Maybe its my monitor, but that Newton ring interference and the other I
one I mentioned (and I have since found a bit more) is pretty
wide-spread, and actually goes through the Eiffel tower and extends to
the other side. I agree that the sky is where it is the most obvious,
and probably the confusion of the Eiffel tower structure would hide most
of the problems, it would be nice if they could be avoided to begin with
by rigging up a spacer.
The jet trail's a tossup
> from where I stand.
I dislike jet trails, especially when it is otherwise a perfectly blue
sky otherwise, that and power lines make me crazy. I have used both as
design elements in images, but usually they are just plan distracting.
Since it is not a part of the image that adds any meaning to it, IMHO,
it would go bye-bye in my image. I suppose you could assume it was a
Concorde trail and then maybe it is meaningful ?
In a way it doesn't add anything, doesn't even look all
> that much like a jet trail. Another two seconds to rid ourselves of that.
> And as long as we're at it, why not just pore over the sky for a few
> minutes and pick up any other oddities and inconsistencies we find. most of
> which won't be visible at normal viewing size, but these things bother me
> when I'm editing at high resolution and have the image huge RAW TIFF to
> work with, which might well be 5x or more the size of the final reduced
> image I'll offer for public view. At that resolution there are lots of
> defects and they're not hard to see at all and anal as I am they tend to
> drive me nuts . . . so off with their heads!
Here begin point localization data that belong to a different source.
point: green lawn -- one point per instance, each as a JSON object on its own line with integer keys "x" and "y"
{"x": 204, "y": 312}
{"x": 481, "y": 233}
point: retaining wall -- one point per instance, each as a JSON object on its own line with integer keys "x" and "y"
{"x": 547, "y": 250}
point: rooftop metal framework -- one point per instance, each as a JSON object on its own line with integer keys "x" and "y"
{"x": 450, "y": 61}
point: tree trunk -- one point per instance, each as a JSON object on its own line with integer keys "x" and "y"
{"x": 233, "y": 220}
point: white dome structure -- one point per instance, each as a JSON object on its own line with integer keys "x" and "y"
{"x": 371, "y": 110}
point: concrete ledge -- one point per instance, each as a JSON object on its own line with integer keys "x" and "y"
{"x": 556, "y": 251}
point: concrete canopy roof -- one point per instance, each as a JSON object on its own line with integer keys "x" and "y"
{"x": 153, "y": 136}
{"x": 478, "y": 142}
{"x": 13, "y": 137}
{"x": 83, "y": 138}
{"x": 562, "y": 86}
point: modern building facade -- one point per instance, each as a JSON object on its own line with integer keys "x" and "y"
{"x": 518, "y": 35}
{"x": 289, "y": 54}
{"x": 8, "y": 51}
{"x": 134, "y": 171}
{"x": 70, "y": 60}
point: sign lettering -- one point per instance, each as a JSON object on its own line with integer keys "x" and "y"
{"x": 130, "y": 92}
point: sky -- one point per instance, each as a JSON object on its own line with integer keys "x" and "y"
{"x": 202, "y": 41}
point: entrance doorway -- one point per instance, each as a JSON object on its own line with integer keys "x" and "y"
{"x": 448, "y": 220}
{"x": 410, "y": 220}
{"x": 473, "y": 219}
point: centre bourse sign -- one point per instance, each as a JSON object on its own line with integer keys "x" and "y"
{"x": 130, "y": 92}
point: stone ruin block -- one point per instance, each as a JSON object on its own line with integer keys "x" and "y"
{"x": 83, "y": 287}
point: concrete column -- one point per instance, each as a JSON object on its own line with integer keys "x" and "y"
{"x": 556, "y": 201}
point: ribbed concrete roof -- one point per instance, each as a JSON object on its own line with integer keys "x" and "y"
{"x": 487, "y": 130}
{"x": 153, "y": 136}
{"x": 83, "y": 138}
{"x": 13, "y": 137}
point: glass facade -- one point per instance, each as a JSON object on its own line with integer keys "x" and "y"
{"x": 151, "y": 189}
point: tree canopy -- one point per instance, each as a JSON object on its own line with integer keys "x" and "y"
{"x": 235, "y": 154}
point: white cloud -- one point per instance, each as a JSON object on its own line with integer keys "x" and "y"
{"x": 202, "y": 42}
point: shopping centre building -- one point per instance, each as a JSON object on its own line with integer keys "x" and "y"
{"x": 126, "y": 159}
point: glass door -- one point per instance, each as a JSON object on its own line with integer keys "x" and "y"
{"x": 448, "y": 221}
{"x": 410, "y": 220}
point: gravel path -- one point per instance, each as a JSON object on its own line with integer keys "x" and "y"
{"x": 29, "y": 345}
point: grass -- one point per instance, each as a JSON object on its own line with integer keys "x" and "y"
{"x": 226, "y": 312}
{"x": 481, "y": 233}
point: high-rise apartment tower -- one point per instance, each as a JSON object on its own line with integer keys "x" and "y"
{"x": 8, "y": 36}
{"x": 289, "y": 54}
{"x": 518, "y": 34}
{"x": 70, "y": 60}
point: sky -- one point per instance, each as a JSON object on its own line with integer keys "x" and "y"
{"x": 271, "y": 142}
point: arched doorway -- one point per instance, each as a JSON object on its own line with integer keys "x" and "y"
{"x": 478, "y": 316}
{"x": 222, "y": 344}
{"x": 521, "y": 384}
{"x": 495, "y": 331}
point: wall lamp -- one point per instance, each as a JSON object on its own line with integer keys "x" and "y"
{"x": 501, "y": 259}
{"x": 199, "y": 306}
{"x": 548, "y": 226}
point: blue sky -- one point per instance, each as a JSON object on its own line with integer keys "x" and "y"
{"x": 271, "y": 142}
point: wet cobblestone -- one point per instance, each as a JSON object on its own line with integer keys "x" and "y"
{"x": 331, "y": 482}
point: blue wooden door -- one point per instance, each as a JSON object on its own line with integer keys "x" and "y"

I'm the same way. I find cloning almost meditative, and I don't mind
spending a few minutes getting rid of those little spots here and there.
I don't see many with the Polaroid scanner. With the Minolta, it does
become a bit of a hassle, because they are everywhere.
> I can't see any rings over the building to the right of the tower. There
> are large blemishes about, but I took these to be JPEG artifacting in lieu
> of any more information to go on.
I'm pretty sure I'm seeing Newton ring interference there. But you are
correct that the jpeging can cause odd posterization that looks like
Newton rings sometimes.
> I like both of the pictures Anthony has shown us. I find their composition
> to be solid and the rendering looks professional, as far as these things
> go. But then I'm into that "art" I mentioned, just good pictures. Both of
> these want to tell stories in their own ways, and I like that.
OK, now you have to go and spoil it, and talk about the images in terms
of how you respond to them emotionally. Humph! That just doesn't
belong in this list at all! ;-) ;-)
Actually, personally, As nice as these wallpaper images are, I prefer
Anthony's B&W "misc", particularly his street images. I found Paris was
amazing for street photography. I have some very unusual images I took
around the G. Pompidou (Sorry, if that's misspelled) Centre.
Unfortunately, at the time I was working with medium high speed Fuji
negative color film and the grain is the size of ping-pong balls on
many. That area attracts the strangest mix of artists and "odd people"
(not necessarily one in the same)... I think if I lived in Paris, I
would be shooting tons of B&W street scenes.